We are coming up on what I think of as the heart of the church year. Holy Week, the week beginning with Palm Sunday and running to Easter Morning, offers us a chance to live the stories that are foundational to our faith. We shout “Hosanna!” with the crowd that greets Jesus as he enters Jerusalem (Palm Sunday); we share a meal and wash feet with Jesus and his friends (Maundy Thursday); we betray Jesus and condemn him with Peter and the crowd, we weep with Mary at the foot of the cross (Good Friday); we wait through the long hours of the night, remembering the stories of our journey with God and wondering at what is to come until the light of the resurrection breaks through (the Easter Vigil); and we gasp in astonishment with the women when we return to find the stone rolled away and the tomb empty (Easter morning). Living these stories through our liturgies, prayers, and hymns connects us through time and space to the Christians across history who have also lived these stories, in whose hearts these stories have also taken root.

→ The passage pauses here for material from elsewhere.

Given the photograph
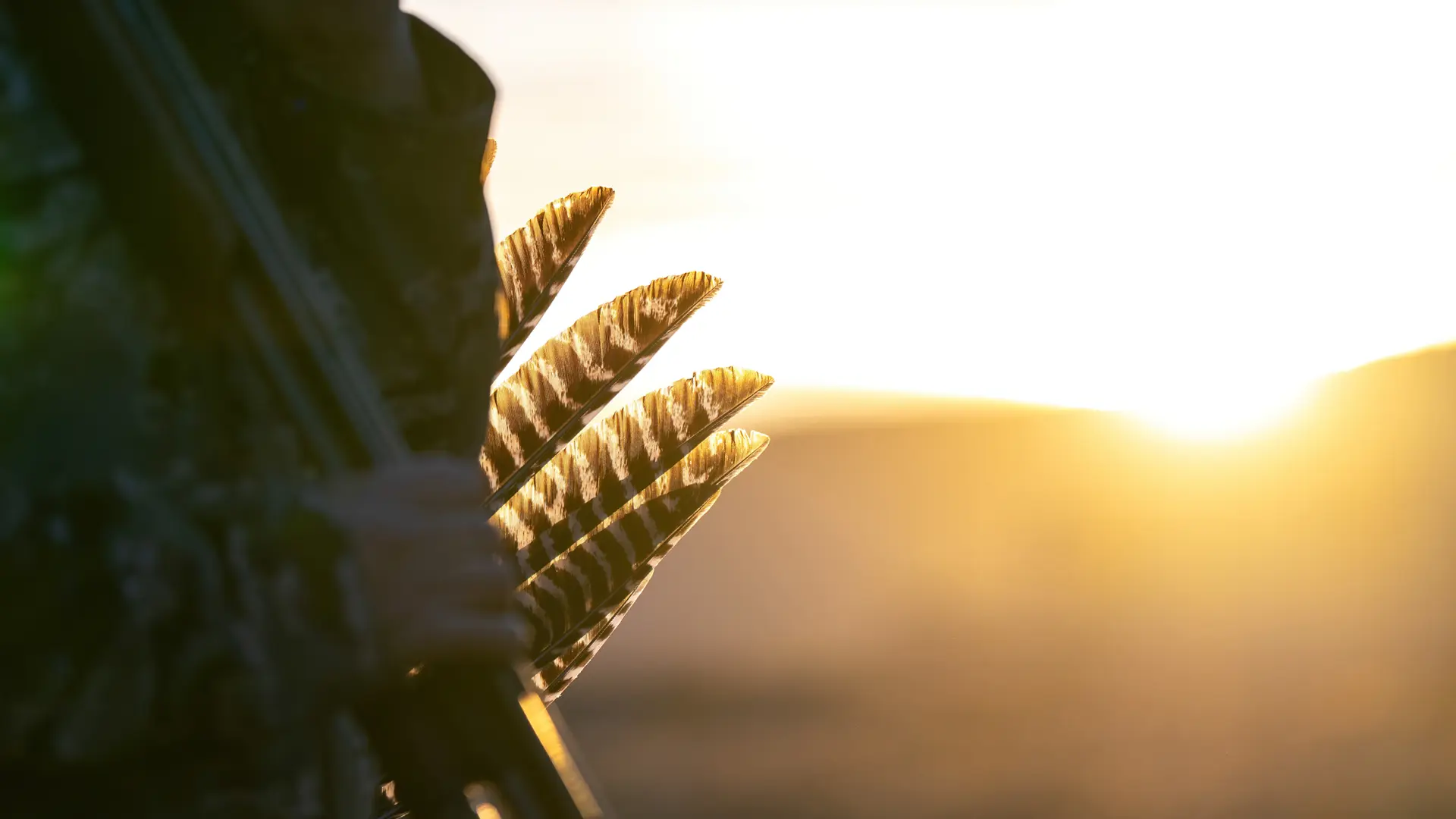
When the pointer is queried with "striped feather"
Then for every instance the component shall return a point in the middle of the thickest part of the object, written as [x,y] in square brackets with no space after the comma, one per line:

This kind of living remembering isn’t just bound to Holy Week – it’s something we do every week during the Eucharist. The fancy church word for it is anamnesis. In the Eucharist, we participate in a meal that is far beyond what we see and hear at Redeemer. We join Jesus and his friends at the Last Supper every week, and every Christian who has celebrated the Eucharist in their own time and place. Holy Week is an opportunity to bring all those foundational stories into close perspective, to roll around in our remembering, even when it’s uncomfortable.

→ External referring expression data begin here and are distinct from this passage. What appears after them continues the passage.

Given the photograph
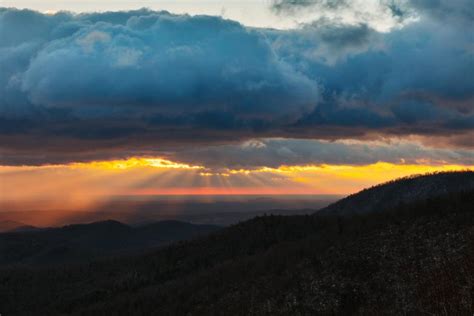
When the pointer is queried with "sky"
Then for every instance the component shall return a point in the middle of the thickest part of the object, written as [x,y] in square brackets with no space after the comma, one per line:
[107,98]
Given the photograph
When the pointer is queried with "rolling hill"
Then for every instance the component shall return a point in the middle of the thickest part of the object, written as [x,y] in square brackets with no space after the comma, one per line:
[402,191]
[82,242]
[412,258]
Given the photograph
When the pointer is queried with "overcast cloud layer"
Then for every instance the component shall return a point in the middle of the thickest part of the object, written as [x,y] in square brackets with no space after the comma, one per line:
[94,86]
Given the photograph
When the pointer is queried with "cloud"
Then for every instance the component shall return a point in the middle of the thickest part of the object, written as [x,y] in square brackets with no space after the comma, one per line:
[279,152]
[81,87]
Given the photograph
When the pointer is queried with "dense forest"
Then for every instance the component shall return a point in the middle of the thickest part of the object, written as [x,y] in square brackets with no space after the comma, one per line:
[407,258]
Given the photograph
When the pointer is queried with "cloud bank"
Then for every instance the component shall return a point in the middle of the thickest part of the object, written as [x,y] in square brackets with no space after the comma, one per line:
[83,86]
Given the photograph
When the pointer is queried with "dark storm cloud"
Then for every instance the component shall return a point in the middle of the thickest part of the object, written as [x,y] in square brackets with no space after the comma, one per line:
[278,152]
[79,87]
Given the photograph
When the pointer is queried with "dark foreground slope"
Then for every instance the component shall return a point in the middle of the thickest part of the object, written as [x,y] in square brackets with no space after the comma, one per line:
[417,258]
[82,242]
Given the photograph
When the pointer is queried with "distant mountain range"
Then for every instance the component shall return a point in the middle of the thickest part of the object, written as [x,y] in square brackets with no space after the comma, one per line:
[82,242]
[402,191]
[408,250]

And parts of it are uncomfortable – though perhaps terrible is a better word: Just like we participate in the Last Supper, we also participate in Jesus’s crucifixion. We shout, “Crucify him! Crucify him!” with the crowd. The man we met as a baby, who has led us and taught us, whose actions as a servant we modeled by washing one another’s feet, becomes someone against whom we rail. How terrible – and how terrifying to know what we as humans are capable of. It’s a terror that I am reminded of this week as we listen to reports of yet another school shooting. We have so much capacity to hurt each other, and in the case of gun control, there is so much we could do to prevent that harm, which makes our country’s continued inaction even more awful. As a body, the Episcopal Church strongly supports efforts to end our deeply shameful and uniquely American crisis of gun violence. Here in Maryland, Bishop Sutton and Bishop Ihloff are both members of Bishops United Against Gun Violence. If you are looking for steps that you can take right now, you can call or write your Senators and Representatives using this script from the Episcopal Public Policy Network.

And yet, in the face of the terror and harm we can inflict on each other, we have so much capacity to love and serve each other, too. That is part of the mystery of Easter, part of its deep grace – that even as we have shown the worst of ourselves, Jesus calls out the best of what we contain, loves us, shows us a better way, and redeems us. What if we were to remember and relive that better way every day – serving one another instead of our own interests? What if we really did beat our swords into plowshares? It’s what we seek to do together as Christians, what our shared life in community aims to help us achieve. May our conviction and commitment to that love and grace be strengthened as we live this Holy Week together.